Kocken Clemens H M, Remarque Edmond J, Dubbeld Martin A, Wein Sharon, van der Wel Annemarie, Verburgh R Joyce, Vial Henri J, Thomas Alan W
Biomedical Primate Research Centre, Department of Parasitology, GH Rijswijk, The Netherlands.
Antimicrob Agents Chemother. 2009 Feb;53(2):421-7. doi: 10.1128/AAC.00576-08. Epub 2008 Nov 17.

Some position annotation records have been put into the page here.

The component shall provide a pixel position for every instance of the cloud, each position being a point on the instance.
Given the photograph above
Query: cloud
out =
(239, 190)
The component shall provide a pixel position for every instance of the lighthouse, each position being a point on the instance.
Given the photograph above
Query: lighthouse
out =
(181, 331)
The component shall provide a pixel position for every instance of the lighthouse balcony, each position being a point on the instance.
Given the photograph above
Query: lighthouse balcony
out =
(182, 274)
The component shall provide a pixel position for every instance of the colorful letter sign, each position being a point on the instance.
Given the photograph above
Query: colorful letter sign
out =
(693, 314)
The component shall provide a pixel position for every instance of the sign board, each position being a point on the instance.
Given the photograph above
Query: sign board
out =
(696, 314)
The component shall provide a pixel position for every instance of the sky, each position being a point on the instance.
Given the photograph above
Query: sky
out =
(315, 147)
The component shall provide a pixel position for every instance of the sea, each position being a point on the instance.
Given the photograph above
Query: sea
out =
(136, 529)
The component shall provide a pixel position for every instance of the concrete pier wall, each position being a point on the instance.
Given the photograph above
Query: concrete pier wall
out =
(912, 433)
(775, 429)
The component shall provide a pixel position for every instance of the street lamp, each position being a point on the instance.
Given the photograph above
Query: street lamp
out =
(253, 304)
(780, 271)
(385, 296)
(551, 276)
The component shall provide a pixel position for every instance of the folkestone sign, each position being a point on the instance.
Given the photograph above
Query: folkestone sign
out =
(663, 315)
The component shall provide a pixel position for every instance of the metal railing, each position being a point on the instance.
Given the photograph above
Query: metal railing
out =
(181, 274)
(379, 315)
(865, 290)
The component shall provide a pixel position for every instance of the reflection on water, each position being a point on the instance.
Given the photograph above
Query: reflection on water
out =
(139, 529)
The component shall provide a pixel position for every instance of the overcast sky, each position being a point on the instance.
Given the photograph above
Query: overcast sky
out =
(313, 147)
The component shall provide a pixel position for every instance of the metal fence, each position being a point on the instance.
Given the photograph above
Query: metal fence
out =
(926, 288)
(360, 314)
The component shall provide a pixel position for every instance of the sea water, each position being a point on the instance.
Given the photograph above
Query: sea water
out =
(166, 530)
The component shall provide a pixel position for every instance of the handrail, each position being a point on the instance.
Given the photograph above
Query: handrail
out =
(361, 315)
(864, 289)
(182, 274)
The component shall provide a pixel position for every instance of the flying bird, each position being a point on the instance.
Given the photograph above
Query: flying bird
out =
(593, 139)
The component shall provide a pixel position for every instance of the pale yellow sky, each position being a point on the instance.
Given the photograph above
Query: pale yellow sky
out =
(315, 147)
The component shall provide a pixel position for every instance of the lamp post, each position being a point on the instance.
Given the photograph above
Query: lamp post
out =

Preclinical animal models informing antimalarial drug development are scarce. We have used asexual erythrocytic Plasmodium cynomolgi infections of rhesus macaques to model Plasmodium vivax during preclinical development of compounds targeting parasite phospholipid synthesis. Using this malaria model, we accumulated data confirming highly reproducible infection patterns, with self-curing parasite peaks reproducibly preceding recrudescence peaks. We applied nonlinear mixed-effect (NLME) models, estimating treatment effects in three drug studies: G25 (injected) and the bisthiazolium prodrugs TE4gt and TE3 (oral). All compounds fully cured P. cynomolgi-infected macaques, with significant effects on parasitemia height and time of peak. Although all three TE3 doses tested were fully curative, NLME models discriminated dose-dependent differential pharmacological antimalarial activity. By applying NLME modeling treatment effects are readily quantified. Such drug development studies are more informative and contribute to reduction and refinement in animal experimentation.
用于指导抗疟药物研发的临床前动物模型稀缺。在针对寄生虫磷脂合成的化合物临床前研发过程中,我们利用恒河猴感染食蟹猴疟原虫的无性红细胞期来模拟间日疟原虫。利用这个疟疾模型,我们积累了数据,证实感染模式具有高度可重复性,自我治愈的寄生虫峰值可重复性地先于复发峰值出现。我们应用非线性混合效应(NLME)模型,在三项药物研究中估计治疗效果:G25(注射)以及双噻唑鎓前药TE4gt和TE3(口服)。所有化合物都能使感染食蟹猴疟原虫的猕猴完全治愈,对虫血症高度和峰值时间有显著影响。尽管测试的所有三个TE3剂量都具有完全治愈效果,但NLME模型能够区分剂量依赖性的不同药理抗疟活性。通过应用NLME模型,治疗效果很容易量化。此类药物研发研究提供了更多信息,有助于减少和优化动物实验。